Las fragancias se componen de ingredientes naturales y sintéticos. Convertir los aromas de las flores en forma líquida es una ciencia que utiliza técnicas como la destilación (como en la destilación del alcohol) y el enflorado (un proceso que transfiere los aromas de las flores y otros productos botánicos a los aceites neutros). La concentración de fragancias es tanto un arte como una ciencia, y las esencias utilizadas en la producción de fragancias suelen ser súper concentradas. Las fragancias en realidad pueden estar compuestas por docenas de ingredientes, a veces hasta cien o más. Algunos de los ingredientes son estabilizadores, fijadores o aceites portadores diseñados para que los aromas duren más una vez que se aplican sobre la piel.

Las fragancias contienen aceites esenciales, pero no todos los aceites esenciales son apropiados como fragancias personales. Piense en una fragancia preparada como un rico guiso de ingredientes diseñados para oler maravillosamente. Un aceite esencial es un aroma de una sola nota en ese guiso, como lavanda, verbena de limón, rosa de té o clavo. Los aceites esenciales son los componentes básicos de la fragancia, y aunque es posible que no quieras aplicarte esencia de pino detrás de las orejas en tu próxima cita, una pequeña cantidad de aceite esencial de pino, romero o sándalo mezclado con aceites florales o cítricos podría producir el aroma perfecto. — en lugar de dejarte oliendo como un árbol de Navidad.

Ocasionalmente, los aceites esenciales vienen premezclados, especialmente para aplicaciones artesanales como hacer popurrí o velas.

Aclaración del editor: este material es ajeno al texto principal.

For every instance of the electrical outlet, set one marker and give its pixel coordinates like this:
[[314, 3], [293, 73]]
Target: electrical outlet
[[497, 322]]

Sin embargo, estas fragancias combinadas están muy concentradas y, por lo general, no se usan como fragancias personales.

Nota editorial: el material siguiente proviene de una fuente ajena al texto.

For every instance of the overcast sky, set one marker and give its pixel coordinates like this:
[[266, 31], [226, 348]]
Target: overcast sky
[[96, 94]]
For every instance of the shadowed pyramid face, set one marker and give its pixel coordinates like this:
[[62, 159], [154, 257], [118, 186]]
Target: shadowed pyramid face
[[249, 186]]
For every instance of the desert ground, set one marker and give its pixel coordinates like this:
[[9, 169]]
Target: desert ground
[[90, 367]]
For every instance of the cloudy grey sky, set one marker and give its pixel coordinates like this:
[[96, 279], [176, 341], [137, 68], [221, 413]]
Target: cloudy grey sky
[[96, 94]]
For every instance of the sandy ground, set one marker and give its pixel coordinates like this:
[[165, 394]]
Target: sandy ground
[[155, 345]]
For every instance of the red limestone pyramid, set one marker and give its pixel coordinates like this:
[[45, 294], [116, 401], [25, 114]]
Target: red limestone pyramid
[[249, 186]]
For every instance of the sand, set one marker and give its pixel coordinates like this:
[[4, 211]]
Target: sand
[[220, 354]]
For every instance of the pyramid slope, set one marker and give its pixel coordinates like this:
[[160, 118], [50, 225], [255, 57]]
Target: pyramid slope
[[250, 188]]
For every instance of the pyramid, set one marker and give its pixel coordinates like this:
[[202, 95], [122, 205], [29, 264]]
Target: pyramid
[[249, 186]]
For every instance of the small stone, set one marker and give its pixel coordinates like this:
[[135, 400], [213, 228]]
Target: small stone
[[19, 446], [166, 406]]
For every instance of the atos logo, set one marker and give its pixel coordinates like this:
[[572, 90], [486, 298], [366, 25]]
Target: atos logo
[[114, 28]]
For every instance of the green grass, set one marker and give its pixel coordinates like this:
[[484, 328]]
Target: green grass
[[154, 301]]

Los aceites esenciales forman la base de la mayoría de los perfumes y colonias, y la industria de los perfumes clasifica las fragancias en cinco categorías básicas: floral, amaderada, oriental o exótica, helecho y fresca. Sus preferencias de fragancias probablemente caen en una de estas amplias categorías, y si le gusta, digamos, una fragancia amaderada, es una buena apuesta que otras fragancias amaderadas también le atraigan. Probablemente no podrá elegir todos los ingredientes de una fragancia preparada, pero saber qué categoría de fragancia le gusta le facilitará analizar las opciones disponibles con un experto en fragancias o encontrar fragancias que tengan nombres que se correspondan con un categoría especial. Los minoristas de fragancias son bastante inteligentes al nombrar sus productos; a veces puedes hacerte una idea de la categoría de un aroma solo por su nombre lindo o colorido.

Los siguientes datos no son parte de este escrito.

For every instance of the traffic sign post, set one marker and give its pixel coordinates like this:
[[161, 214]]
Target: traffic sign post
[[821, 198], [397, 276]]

Su aceite de fragancia natural favorito u otra preparación también cambiará con el tiempo. Las variaciones de temperatura y los efectos de la evaporación alteran algunos de los ingredientes de las fragancias preparadas. Los expertos en perfumes lo saben y crean fragancias para compensar la forma en que se desarrollan y disipan los aromas. La mayoría de las fragancias tienen un aroma inicial, un aroma secundario y un aroma base que comienza a emerger después de una hora más o menos. Las notas de fragancia que hueles en el mostrador de cosméticos pueden ser muy diferentes de las que terminas usando después de un par de horas. Todavía deben oler bien, al menos eso es lo que pretende el fabricante de perfumes. Para ir a lo seguro, pruebe las fragancias personales antes de comprarlas aplicando un rociado de muestra en un punto de pulso como su muñeca y usándolo durante al menos una hora antes de decidir si le gusta o no. Si todavía te huele bien, probablemente te seguirá gustando en la mayoría de las circunstancias. Sin embargo, las fragancias pueden ser impredecibles. Pueden cambiar sutilmente en función de factores como la temperatura, la humedad, la altitud, la acidez de la piel e incluso si fuma o no o si está tomando medicamentos.

Por supuesto, encuentra un aroma que te encante y adóptalo como tuyo. Sin embargo, piénsalo como una aventura. Justo cuando crees que tu aroma es totalmente predecible, descubrirás que tiene un matiz inesperado y sutil que nunca antes habías detectado. Ese es uno de los grandes placeres (y riesgos) de usar fragancias.